2. „Atavismus vielleicht, auf dem Weg über die Involution erhoffte Entfaltung...“: Dieses Kapitel untersucht den Begriff der Involution in Celans Werk im Kontext des „Gesprächs im Gebirg“, eines fiktiven Dialogs mit Adorno. Es analysiert die wörtliche Definition von Involution und Atavismus, deren Ursprung im evolutionsgeschichtlich-biologischen Bereich liegt. Der scheinbare Widerspruch einer Entfaltung durch Rückbildung wird als zentrales Problem vorgestellt, das im weiteren Verlauf der Arbeit untersucht werden soll. Die Herkunft des Involutionsgedankens aus Adornos „Aufzeichnungen zu Kafka“ wird angeschnitten, um den philosophischen Hintergrund zu beleuchten.

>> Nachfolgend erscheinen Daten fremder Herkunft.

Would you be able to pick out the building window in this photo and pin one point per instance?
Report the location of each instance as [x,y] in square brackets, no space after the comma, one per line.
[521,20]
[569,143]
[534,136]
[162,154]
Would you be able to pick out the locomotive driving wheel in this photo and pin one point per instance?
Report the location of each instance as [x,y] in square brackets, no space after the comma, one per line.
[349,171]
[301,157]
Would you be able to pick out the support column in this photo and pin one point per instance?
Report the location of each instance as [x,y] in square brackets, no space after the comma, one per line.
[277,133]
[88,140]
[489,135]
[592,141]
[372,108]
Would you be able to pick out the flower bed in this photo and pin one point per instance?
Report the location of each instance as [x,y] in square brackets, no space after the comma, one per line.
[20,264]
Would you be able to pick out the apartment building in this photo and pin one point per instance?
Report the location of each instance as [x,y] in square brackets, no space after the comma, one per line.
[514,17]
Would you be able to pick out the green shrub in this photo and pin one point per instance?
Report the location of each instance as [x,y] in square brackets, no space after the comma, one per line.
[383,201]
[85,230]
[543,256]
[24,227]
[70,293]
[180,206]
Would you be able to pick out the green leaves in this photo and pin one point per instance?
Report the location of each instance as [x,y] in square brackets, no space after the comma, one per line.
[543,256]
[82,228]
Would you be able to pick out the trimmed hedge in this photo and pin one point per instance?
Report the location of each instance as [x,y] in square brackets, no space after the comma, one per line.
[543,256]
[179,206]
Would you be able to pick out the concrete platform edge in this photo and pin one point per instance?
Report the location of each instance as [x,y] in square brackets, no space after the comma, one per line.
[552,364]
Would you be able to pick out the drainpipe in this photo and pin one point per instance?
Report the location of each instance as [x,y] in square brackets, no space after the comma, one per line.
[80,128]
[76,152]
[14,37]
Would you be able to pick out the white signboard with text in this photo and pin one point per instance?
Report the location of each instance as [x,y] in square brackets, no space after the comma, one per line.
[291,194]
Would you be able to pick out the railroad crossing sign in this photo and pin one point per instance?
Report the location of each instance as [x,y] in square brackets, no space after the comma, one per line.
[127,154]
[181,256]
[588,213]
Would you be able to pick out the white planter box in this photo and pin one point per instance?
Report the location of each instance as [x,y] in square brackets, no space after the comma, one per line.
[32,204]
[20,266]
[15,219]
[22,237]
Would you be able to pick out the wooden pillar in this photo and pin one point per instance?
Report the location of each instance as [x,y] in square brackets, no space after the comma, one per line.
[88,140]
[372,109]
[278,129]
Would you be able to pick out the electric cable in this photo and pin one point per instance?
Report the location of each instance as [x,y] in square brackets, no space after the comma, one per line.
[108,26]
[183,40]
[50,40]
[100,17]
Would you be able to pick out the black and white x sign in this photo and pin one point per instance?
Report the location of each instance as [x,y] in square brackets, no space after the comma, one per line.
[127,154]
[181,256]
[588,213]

Häufig gestellte Fragen zu: Involution in Paul Celans Lyrik
Was ist der Gegenstand dieser Arbeit?
Diese Arbeit analysiert das Konzept der Involution in Paul Celans Lyrik, insbesondere in seinem Gedichtband „Sprachgitter“ und dem Gedicht „Entwurf einer Landschaft“. Ein besonderer Fokus liegt auf dem Einfluss Theodor W. Adornos auf Celans Werk und dem Verständnis von Involution als ein Verfahren der Rückbildung mit der gleichzeitigen Hoffnung auf Entfaltung.
Welche konkreten Themen werden behandelt?
Die Arbeit untersucht den Einfluss von Adornos Philosophie auf Celans Poetik, das Konzept der Involution in Celans Lyrik, die Bedeutung der Augenmetaphorik und die Korrespondenz von Blindheit und Verstummen. Sie analysiert „Sprachgitter“ und „Entwurf einer Landschaft“ im Kontext der Involution und beleuchtet das Verhältnis von jüdischer Identität und deutscher Sprache in Celans Werk.
Wie wird der Begriff der Involution definiert und untersucht?
Der Begriff der Involution wird im Kontext des fiktiven „Gesprächs im Gebirg“ mit Adorno untersucht. Die Arbeit analysiert die wörtliche Definition von Involution und Atavismus und beleuchtet deren Ursprung im evolutionsgeschichtlich-biologischen Bereich. Das scheinbare Paradoxon einer Entfaltung durch Rückbildung bildet ein zentrales Thema der Analyse.
Welche Rolle spielt Theodor W. Adorno in dieser Arbeit?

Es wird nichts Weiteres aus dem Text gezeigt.